KOMPAS.com - Beberapa orang terkadang kecewa saat sampai di satu tempat wisata karena ternyata tidak sesuai dengan apa yang tersaji di media sosial.
Fenomena ekspektasi tak seindah kenyataan itu, bisa saja terjadi bila kurang persiapan atau justru memiliki harapan tinggi sebelum berlibur.
Itu sebabnya, Pengamat Pariwisata sekaligus Guru Besar Ilmu Pariwisata Universitas Udayana Bali I Gede Pitana, menilai bahwa wisatawan perlu mengetahui tourist satisfaction.
Baca juga: 10 Foto Tempat Terkenal yang Ternyata Jauh dari Ekspektasi
Tourist satisfaction atau kepuasan wisatawan merupakan teori yang dipakai untuk membandingkan harapan dan kenyataan saat berwisata.
Lihat postingan ini di Instagram
"Ekspetasi itu kadang-kadang muncul dari imajinasi akibat adanya informasi yang tidak proporsional," kata Pitana.

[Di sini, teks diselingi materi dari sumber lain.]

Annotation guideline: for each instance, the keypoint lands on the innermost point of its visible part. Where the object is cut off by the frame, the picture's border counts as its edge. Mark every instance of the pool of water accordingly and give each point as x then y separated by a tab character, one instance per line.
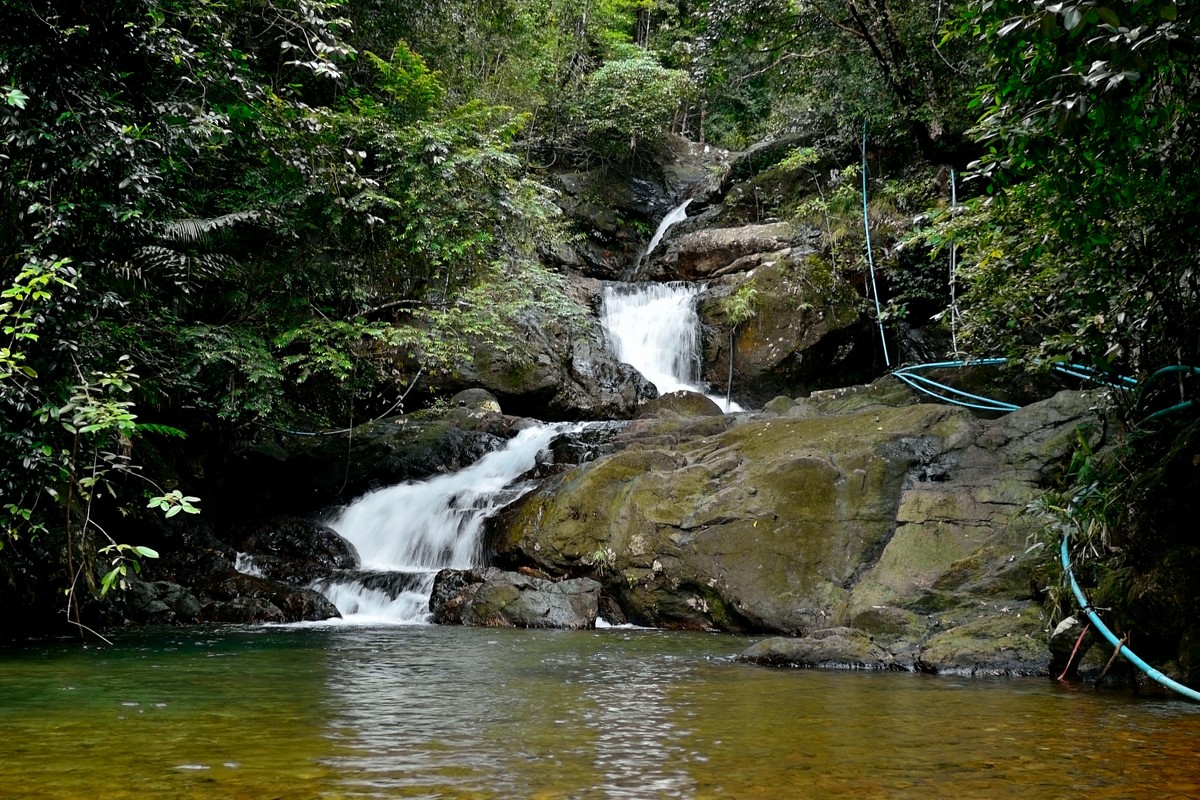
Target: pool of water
424	711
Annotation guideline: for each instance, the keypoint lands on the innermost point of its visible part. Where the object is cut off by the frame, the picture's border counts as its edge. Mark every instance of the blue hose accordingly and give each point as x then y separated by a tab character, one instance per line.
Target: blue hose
1131	656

Menurut Pitana, ada beberapa hal yang bisa dilakukan untuk mencegah ekspetasi saat berlibur agar tidak kecewa, seperti berikut ini.

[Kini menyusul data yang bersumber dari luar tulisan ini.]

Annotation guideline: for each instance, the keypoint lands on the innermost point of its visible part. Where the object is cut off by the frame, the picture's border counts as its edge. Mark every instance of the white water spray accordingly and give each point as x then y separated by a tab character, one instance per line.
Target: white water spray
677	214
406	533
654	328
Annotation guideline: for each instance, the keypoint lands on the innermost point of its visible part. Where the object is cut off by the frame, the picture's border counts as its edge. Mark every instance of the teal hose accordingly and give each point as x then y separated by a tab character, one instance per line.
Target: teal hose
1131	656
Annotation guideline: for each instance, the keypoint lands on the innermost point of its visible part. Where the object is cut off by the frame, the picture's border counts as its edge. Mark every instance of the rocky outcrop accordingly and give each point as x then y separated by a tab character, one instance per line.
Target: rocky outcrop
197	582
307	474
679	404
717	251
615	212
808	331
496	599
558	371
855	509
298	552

Pitana mengatakan bahwa pertama, wisatawan perlu memahami pemahaman melalui tourist education.
"Intinya, memberi penjelasan sebenarnya tentang obyek atau destinasi yang akan dikunjungi," kata Pitana ketika dihubungi Kompas.com, Jumat (16/2/2024).
Pemahaman ini bisa didapat dari informasi detail tempat wisata yang dituju sebelum berangkat.

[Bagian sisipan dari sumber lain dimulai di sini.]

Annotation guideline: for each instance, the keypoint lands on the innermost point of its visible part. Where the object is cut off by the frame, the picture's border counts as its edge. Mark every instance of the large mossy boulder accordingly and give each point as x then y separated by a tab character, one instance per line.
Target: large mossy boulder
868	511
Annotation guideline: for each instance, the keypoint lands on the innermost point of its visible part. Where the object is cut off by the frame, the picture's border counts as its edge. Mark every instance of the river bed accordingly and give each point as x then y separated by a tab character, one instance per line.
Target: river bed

Baca juga: Sekjen UNWTO di World Tourism Day: Wujudkan Potensi Pariwisata Desa Jadi Kenyataan
Cara ini dapat membantu menyesuaikan harapan dan ekspetasi yang akan didapat ketika sampai di tempat tersebut.
Informasi yang didapat sebaiknya berasal dari situs resmi pemerintahan. Alasannya, biasanya laman resmi pemerintah menyediakan informasi tempat wisata secara apa adanya.
"Kalau kita percaya pada media sosial, seperti Instagram, kita akan kecewa, apalagi punya perusahaan, fotonya kan bagus-bagus, sudah diedit," kata Pitana.
Hal itu tidak salah. Namun menurut dia, pemerintah dan pihak-pihak terkait seharusnya menyajikan informasi atau kondisi sebenarnya untuk wawasan wisatawan.
Informasi yang ditulis seharusnya tak hanya soal lokasi, fasilitas, suasana, dan hal mendasar. Menurut Pitana, penting juga mengetahui budaya yang berlaku di daerah atau tempat wisata tersebut.
Misalnya yang terjadi Bali. Tidak semua hal yang dilakukan oleh turis, sudah sesuai dengan budaya masyarakat Bali.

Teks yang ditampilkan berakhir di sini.